S’il est une citation que tout le monde connaît du vénéré comte de Chambord, notre roi Henri V (que l’évêque de Goritz n’a-t-il encore ouvert son procès en béatification !), il s’agit bien de celle-là. Cette admirable expression doit être la devise de la Légitimité, tant en théorie – puisqu’elle résume en les concentrant les Lois fondamentales du Royaume – qu’en pratique, par notre « non-culte » de la personnalité du Roi principalement. Notre bien-aimé Prince, S.M. T.-C. le roi Louis XX, reprend d’ailleurs régulièrement cet héritage à son compte.

         Il y a une dizaine de jours, en la fête de sainte Louise de Marillac, la dévouée auxiliaire de Monsieur Vincent, la Sainte Église offrait à notre méditation l’évangile de la récompense promise, à la fin des temps. En voici la conclusion : « Le Roi leur répondra : En vérité, Je vous le dis, chaque fois que vous l’avez fait au moindre de Mes frères que voici, c’est à Moi Que vous l’avez fait ».

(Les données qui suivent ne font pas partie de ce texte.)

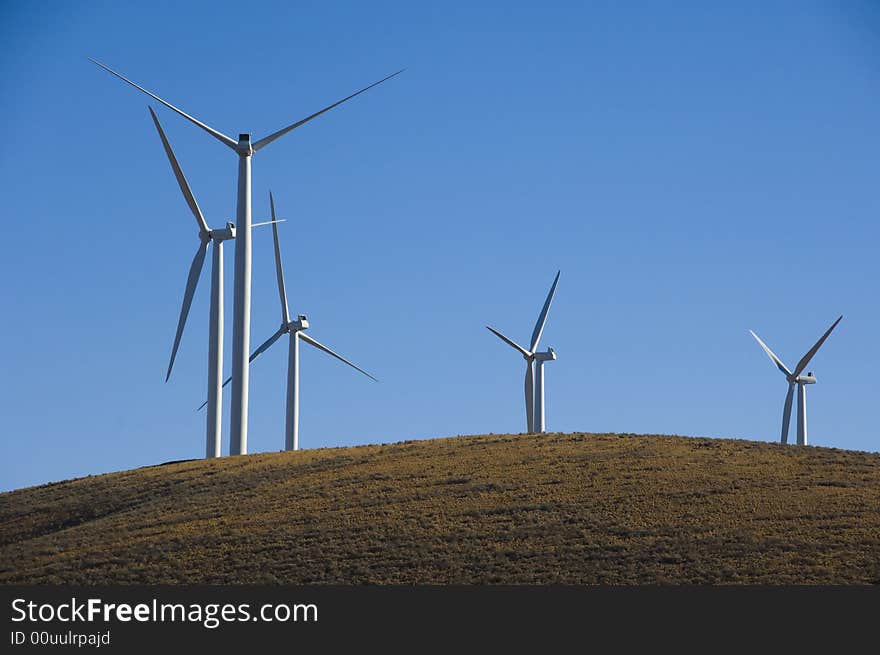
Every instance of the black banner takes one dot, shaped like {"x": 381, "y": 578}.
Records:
{"x": 553, "y": 619}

Chers Confrères, à chaque fois que vous êtes fidèles à la récitation de l’angélus (et pour beaucoup d’entre vous, à toutes sortes de bonnes œuvres offertes et consacrées d’avance par Vœu), à chaque fois, pendant ce saint Carême, que vous luttez contre vos défauts et travaillez à courir dans la voie des vertus par vos efforts, avec l’aide de la sainte grâce, à chaque fois que vous offrez votre humble devoir d’état et chacune de vos bonnes actions (et beaucoup d’entre vous, par Vœu), « c’est au Roi que vous l’avez fait », c’est pour la sanctification et la restauration de notre Roi légitime que vous l’avez fait.

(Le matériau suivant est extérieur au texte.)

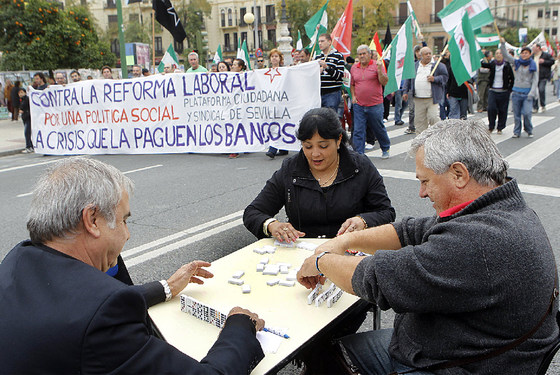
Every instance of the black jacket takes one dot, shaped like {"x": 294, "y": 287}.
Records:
{"x": 62, "y": 316}
{"x": 358, "y": 189}
{"x": 508, "y": 76}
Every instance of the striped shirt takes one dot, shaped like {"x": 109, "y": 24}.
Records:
{"x": 331, "y": 78}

Vous êtes, nous sommes les gardes de l’âme du roi Louis : rappelez-vous toujours que, selon le mot de dom Guéranger, ce sont les Saints qui font l’Histoire ; c’est par la profondeur de votre vie chrétienne et spirituelle que vous contribuerez à l’avènement du Règne de Dieu sur terre à travers Son lieutenant.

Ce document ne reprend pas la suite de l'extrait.